Undang-undang hanya memberikan nafkah seperlunya kepada mereka.” Yang berarti
anak zina mendapatkan nafkah seperlunya dari orang tuanya. Merujuk kembali pada
ketentuan Undang-Undang No. 1 Tahun 1974 tentang Perkawinan/ Undang-Undang
Perkawinan tidak dibedakan mengenai anak zina dan anak luar kawin. Yang diatur dalam
UU Perkawinan hanyalah anak yang dilahirkan di luar perkawinan. Anak yang dilahirkan
di luar perkawinan mempunyai hubungan perdata dengan ibunya dan keluarga ibunya
(Pasal 43 ayat (1) UU Perkawinan). Oleh karena adanya hubungan perdata dengan
ibunya, maka anak zina yang lahir setelah berlakunya UU Perkawinan, bisa
mendapatkan warisan dari ibunya. Putusan Mahkamah Konstitusi No 46/PUU-VIII/2010
menguji Pasal 43 ayat (1) UPP yang menjelaskan bahwa anak yang dilahirkan di luar
perkawinan memiliki hubungan perdata dengan ibunya dan ayahnya yang terbukti
secara teknologi dan hukum. Artinya berdasarkan referensi tersebut terdapat
perbedaan membaca status hubungan antara anak dengan orang tuanya di KUHPer dan
putusan mahkamah konstitusi yang menguji pasal 43 ayat (1) UPP, sehingga walaupun
terlahir bukan dari pernikahan yang sah anak masih berhak mendapatkan warisan.
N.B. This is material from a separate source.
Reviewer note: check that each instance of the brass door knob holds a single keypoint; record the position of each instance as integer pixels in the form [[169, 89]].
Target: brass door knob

Namun, poin-poin hukum Islam dalam Fatwa Majelis Ulama Indonesia (MUI)
Nomor: 11 Tahun 2012 Tentang Kedudukan Anak Hasil Zina Dan Perlakuan Terhadapnya
memutuskan bahwa bagi keturunan dari hasil perzinahan secara spesifik menjelaskan
bahwa anak hasil zina terputus hubungan nasabnya, wali pernikahan nya dan nafkahnya
dari ayah biologis yang menyebabkan kelahirannya. Tetapi, anak hasil perzinahan
memiliki hubungan nasab, waris dan nafkah dengan ibu dan keluarga ibunya.
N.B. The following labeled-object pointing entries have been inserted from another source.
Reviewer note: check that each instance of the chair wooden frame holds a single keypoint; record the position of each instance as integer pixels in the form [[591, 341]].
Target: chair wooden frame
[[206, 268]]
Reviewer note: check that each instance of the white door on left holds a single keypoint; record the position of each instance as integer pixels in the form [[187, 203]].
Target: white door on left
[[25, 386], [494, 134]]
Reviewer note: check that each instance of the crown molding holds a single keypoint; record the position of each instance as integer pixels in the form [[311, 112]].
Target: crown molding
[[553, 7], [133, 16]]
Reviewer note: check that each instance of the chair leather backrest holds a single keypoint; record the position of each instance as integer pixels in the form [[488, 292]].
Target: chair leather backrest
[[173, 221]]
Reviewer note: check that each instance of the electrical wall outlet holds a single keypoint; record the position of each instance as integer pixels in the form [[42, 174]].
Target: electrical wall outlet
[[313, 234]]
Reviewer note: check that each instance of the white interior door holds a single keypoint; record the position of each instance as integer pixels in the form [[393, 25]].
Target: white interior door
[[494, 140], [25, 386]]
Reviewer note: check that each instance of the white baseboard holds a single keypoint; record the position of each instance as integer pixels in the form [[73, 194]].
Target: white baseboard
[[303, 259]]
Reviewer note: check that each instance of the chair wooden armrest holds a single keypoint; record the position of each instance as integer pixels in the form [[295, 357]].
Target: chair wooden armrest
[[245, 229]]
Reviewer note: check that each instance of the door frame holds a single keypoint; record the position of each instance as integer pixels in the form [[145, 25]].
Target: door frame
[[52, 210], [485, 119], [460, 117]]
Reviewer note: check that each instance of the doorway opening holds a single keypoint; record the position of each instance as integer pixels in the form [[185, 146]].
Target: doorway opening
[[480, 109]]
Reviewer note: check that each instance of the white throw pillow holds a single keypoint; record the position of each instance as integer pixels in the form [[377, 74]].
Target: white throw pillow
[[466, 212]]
3. Menurut analisis Anda apakah semua ahli waris yang memiliki hubungan darah berhak
mendapatkan warisan?

Menurut KUHPerdata, prinsip dari pewarisan adalah harta Waris baru terbuka
(dapat diwariskan kepada pihak lain) apabila terjadinya suatu kematian. (Pasal 830
KUHPerdata); Adanya hubungan darah di antara pewaris dan ahli waris, kecuali untuk
suami atau isteri dari pewaris. (Pasal 832 KUHPerdata), dengan ketentuan mereka masih
terikat dalam perkawinan ketika pewaris meninggal dunia. Artinya, kalau mereka sudah
bercerai pada saat pewaris meninggal dunia, maka suami/isteri tersebut bukan
merupakan ahli waris dari pewaris. Berdasarkan prinsip tersebut, maka yang berhak
mewaris hanyalah orang-orang yang mempunyai hubungan darah dengan pewaris. Baik
itu berupa keturunan langsung maupun orang tua, saudara, nenek/kakek atau
keturunannya dari saudara-saudaranya. Sehingga, apabila dimasukkan dalam kategori,
maka yang berhak mewaris ada empat golongan besar, yaitu:
1. Golongan I: suami/isteri yang hidup terlama dan anak/keturunannya (Pasal 852
KUHPerdata).
2. Golongan II: orang tua dan saudara kandung Pewaris
3. Golongan III: Keluarga dalam garis lurus ke atas sesudah bapak dan ibu pewaris
4. Golongan IV: Paman dan bibi pewaris baik dari pihak bapak maupun dari pihak ibu,
keturunan paman dan bibi sampai derajat keenam dihitung dari pewaris, saudara dari
kakek dan nenek beserta keturunannya, sampai derajat keenam dihitung dari pewaris.

Selain syarat-syarat di atas, namun juga terdapat siapa saja yang tidak berhak untuk
menerima waris. Berdasarkan KUHP pasal 838, pihak-pihak yang tidak berhak menerima
waris yakni orang yang dihukum karena telah membunuh atau mencoba membunuh
pemilik harta, orang yang pernah dipersalahkan karena fitnah telah mengajukan
pengaduan terhadap pemilik harta. Putusan hakim harus putusan yang telah
berkekuatan hukum tetap, orang yang telah mencegah pemilik harta dengan kekerasan,
untuk membuat atau mencabut surat wasiatnya dan orang yang telah menggelapkan,
merusak atau memalsukan surat wasiat pemilik harta.